Governor Carney claims he never closed churches

Delaware Governor John Carney claims he never closed churches during the coronavirus (COVID-19) shutdown after a pastor from New Castle County filed a lawsuit on the matter.

During a press conference Tuesday, Governor Carney claimed he “never officially closed them down” or deemed them non-essential during the shutdown.

Governor Carney says he never officially closed churches…

“We never officially closed them down,” Gov. Carney said. “They were always designated as an essential service, and tried to apply public health principles to protect the worshipers.”

Churches, along with mosques, synagogues, and other places of worship were in fact strictly limited during the shutdown, resulting in their closure, as congregations and fellowships over the amount of 10 people were not allowed inside over social distancing guidelines implemented by the Carney Administration.

Reverend Dr. Christopher Bullock of New Castle filed a lawsuit citing the Governor’s actions in the State of Emergency, claiming they are in violation of the constitution.

“The Churches – the voice of the people, the voice of morality, the voice of love, and power, and hope which is so desperately needed in these dark times – are muzzled,” Rev. Bullock stated. “The Churches need to be open and people need to be blessed by what the Churches, the Synagogues and the Mosques have to offer the people. People of Faith are not second-class citizens in our Country. Churches have to stand up on their convictions and not allow the state or any other government official to tell them what they can and cannot do as it relates to worshiping the Almighty and sharing the love, fellowship and encouragement of fellow Believers.”

According to the lawsuit, up until May 20, Rev. Bullock’s church struggled to operate under the Governor’s ‘10 person only’, thereby limiting religious worship to a pastor and nine people. In addition, the lawsuit also states that the Governor has publicly admitted that the actual effect of his 10 person only limitation is that churches throughout Delaware are unable to operate.

The lawsuit seeks a temporary restraining order from the courts to prevent the Governor from interfering with or prohibiting in-person religious worship.

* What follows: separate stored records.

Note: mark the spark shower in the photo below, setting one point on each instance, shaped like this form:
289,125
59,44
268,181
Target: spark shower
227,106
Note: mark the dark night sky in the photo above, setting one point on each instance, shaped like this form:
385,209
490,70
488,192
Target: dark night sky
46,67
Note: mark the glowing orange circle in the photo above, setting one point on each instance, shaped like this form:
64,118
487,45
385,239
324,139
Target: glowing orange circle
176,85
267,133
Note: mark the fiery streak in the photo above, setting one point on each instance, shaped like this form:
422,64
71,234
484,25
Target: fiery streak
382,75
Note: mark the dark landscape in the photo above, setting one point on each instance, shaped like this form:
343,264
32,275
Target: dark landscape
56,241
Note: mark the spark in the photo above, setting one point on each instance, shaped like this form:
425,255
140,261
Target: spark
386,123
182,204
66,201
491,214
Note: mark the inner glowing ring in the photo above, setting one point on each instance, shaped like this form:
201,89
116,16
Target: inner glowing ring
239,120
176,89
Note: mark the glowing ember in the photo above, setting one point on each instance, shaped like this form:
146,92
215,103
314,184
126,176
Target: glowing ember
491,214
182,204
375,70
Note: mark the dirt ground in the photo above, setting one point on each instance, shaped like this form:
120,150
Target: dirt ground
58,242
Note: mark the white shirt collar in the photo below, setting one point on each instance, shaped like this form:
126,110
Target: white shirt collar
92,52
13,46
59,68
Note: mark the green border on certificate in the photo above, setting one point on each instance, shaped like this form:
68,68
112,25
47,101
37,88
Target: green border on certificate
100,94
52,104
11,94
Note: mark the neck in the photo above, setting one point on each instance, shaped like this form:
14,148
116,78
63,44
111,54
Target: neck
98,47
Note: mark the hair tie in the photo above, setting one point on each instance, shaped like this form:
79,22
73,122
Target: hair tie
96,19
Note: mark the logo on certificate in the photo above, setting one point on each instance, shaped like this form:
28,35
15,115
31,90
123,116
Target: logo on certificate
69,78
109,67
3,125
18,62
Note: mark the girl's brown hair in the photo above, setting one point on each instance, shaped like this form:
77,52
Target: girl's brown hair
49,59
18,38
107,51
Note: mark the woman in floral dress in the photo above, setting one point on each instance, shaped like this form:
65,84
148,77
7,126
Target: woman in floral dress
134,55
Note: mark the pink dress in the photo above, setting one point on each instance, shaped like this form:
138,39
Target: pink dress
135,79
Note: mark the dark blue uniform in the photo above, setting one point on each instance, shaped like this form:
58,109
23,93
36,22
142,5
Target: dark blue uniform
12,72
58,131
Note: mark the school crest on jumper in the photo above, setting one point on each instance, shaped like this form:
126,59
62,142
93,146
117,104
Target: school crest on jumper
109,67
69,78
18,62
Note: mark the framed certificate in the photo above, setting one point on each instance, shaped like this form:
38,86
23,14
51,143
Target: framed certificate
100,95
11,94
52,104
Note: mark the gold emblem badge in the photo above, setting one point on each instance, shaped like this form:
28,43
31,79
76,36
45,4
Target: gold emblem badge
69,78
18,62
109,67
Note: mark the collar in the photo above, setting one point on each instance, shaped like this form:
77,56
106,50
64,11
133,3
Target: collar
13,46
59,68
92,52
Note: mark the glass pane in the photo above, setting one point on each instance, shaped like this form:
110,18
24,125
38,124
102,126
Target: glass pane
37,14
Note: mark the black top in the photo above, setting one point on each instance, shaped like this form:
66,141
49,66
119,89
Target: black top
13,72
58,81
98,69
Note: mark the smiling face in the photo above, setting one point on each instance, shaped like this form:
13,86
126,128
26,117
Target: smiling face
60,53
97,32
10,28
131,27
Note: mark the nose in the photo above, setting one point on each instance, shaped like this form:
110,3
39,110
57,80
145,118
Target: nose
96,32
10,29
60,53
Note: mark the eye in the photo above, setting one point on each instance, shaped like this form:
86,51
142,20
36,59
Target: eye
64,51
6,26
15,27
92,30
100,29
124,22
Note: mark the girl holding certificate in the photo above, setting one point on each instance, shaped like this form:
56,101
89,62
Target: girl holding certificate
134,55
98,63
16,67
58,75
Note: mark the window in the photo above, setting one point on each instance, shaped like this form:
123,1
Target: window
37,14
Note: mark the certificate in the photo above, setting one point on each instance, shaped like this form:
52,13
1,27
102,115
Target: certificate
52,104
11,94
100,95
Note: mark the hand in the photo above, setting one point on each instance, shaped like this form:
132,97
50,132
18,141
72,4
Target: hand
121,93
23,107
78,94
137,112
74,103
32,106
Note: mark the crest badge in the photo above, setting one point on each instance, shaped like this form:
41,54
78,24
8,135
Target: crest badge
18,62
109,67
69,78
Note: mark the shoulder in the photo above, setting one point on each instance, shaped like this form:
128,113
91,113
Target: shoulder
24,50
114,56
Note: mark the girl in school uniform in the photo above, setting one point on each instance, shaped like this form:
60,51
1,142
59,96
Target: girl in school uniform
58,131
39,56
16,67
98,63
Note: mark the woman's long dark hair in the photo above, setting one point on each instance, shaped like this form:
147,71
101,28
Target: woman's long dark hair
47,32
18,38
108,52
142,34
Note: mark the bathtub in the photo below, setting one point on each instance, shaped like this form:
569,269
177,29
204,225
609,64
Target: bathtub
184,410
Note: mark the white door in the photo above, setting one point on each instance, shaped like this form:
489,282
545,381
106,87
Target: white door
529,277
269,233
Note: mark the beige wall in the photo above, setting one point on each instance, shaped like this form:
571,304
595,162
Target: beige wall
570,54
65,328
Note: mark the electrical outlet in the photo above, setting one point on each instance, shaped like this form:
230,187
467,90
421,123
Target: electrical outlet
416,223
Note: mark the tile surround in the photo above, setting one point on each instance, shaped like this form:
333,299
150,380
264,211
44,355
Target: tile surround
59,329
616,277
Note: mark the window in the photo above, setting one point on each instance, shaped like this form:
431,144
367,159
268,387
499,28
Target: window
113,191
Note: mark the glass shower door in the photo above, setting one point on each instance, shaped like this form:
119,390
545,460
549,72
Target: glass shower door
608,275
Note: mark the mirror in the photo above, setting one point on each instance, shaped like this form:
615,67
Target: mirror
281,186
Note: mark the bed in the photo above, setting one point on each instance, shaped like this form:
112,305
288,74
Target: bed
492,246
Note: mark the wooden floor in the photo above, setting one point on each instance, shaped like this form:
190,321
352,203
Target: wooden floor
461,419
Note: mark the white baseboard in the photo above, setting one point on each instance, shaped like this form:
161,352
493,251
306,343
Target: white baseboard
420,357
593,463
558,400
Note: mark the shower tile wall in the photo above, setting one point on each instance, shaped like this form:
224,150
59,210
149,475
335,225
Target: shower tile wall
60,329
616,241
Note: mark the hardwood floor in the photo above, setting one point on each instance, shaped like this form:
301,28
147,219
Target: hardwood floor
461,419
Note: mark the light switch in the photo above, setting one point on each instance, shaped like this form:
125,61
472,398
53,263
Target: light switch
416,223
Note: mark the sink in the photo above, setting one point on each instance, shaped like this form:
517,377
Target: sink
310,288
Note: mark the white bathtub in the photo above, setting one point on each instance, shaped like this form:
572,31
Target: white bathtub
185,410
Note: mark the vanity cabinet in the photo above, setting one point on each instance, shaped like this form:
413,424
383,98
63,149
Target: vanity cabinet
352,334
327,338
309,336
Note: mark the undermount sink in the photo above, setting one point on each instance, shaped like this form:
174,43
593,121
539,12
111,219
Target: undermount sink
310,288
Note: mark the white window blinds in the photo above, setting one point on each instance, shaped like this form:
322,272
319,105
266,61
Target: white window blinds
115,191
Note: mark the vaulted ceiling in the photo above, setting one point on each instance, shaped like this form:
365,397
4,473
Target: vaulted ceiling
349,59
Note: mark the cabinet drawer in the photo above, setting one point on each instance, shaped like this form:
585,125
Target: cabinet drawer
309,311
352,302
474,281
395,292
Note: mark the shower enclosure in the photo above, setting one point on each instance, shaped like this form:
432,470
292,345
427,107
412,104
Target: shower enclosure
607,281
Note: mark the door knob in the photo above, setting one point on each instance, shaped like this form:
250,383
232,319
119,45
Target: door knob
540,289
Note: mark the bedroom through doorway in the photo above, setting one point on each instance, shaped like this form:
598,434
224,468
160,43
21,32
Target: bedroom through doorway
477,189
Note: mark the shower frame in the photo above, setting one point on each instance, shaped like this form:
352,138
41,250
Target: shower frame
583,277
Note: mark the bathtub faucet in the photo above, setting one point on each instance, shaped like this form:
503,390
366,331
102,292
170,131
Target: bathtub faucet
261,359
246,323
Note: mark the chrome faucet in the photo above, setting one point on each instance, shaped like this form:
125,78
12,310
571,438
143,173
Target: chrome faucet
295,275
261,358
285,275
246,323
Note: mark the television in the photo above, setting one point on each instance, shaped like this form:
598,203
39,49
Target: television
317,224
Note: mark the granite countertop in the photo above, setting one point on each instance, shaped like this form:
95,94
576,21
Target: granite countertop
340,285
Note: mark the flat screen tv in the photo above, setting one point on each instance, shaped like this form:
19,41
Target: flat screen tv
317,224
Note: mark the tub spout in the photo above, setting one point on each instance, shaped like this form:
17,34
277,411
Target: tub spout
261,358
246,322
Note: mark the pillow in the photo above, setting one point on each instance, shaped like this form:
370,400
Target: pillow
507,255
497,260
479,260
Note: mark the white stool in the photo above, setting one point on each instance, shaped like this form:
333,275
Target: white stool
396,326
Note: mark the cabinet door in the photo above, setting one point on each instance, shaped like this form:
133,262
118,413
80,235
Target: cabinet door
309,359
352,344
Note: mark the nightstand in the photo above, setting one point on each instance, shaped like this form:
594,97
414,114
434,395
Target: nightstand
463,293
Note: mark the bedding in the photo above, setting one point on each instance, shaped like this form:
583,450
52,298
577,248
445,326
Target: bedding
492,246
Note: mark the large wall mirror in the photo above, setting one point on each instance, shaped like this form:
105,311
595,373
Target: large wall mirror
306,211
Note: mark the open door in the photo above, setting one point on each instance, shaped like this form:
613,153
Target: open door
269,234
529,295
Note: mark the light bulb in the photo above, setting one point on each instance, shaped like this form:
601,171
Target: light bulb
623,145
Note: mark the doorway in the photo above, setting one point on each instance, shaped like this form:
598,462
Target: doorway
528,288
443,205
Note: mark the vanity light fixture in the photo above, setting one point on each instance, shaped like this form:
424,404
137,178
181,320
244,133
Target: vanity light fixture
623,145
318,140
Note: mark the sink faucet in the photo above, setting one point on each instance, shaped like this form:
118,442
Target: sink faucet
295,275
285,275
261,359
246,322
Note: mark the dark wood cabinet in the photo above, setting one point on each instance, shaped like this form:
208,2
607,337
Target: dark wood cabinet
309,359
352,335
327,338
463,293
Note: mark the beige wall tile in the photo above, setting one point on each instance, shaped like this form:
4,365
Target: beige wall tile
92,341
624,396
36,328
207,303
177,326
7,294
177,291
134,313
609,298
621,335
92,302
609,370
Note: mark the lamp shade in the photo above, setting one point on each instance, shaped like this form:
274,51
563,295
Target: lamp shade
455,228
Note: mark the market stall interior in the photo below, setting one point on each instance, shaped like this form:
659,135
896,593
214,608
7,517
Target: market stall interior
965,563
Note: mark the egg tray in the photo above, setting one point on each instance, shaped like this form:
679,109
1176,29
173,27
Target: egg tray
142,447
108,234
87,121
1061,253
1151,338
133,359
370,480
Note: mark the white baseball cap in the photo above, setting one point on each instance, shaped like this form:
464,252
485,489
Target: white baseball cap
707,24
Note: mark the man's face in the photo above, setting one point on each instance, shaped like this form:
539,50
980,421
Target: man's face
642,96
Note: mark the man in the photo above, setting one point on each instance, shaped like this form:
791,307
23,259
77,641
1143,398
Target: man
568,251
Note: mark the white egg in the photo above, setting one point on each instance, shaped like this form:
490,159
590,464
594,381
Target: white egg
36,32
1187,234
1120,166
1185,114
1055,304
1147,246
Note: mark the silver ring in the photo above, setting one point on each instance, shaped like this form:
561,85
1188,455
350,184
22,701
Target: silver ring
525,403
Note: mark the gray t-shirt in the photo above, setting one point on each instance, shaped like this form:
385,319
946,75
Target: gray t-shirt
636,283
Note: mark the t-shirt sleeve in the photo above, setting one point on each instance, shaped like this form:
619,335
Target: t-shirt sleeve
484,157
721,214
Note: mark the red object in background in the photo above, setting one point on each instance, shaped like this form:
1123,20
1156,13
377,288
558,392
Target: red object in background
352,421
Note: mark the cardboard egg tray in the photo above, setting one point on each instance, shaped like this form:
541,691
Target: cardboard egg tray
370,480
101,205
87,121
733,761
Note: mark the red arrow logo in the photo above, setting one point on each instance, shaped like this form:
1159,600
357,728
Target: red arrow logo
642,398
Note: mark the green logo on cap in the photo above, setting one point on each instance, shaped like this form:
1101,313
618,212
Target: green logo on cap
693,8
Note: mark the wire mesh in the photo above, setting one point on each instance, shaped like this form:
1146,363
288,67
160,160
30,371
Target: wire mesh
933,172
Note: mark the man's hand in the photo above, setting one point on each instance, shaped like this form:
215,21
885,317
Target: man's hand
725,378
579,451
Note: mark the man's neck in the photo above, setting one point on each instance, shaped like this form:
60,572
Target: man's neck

WGMD’s Rob Petree reached out to Governor Carney’s Communications Director, John Starkey, who said churches were always essential under Delaware’s stay-at-home order, and that’s the point the Governor was trying to make.

“Churches were always essential under Delaware’s stay-at-home order. That’s the point he was making. There were public health precautions in place – not just in churches but statewide – that are/were intended to keep people from getting sick and dying from COVID-19,” Starkey stated. “For the past several months, we’ve been going through a global pandemic that has killed nearly 100,000 people in the U.S. We still face a very serious situation. Governor Carney has been in regular communication with faith leaders across the state with the goal of keeping Delawareans healthy throughout this pandemic. Delawareans and all Americans have a fundamental right to practice their faith. Governor Carney understands that, and spoke at length to this issue yesterday.”

Starkey added that the Governor has heard from faith leaders who have asked him to lift restrictions, and from others who argued to keep them in place at churches and other houses of worship.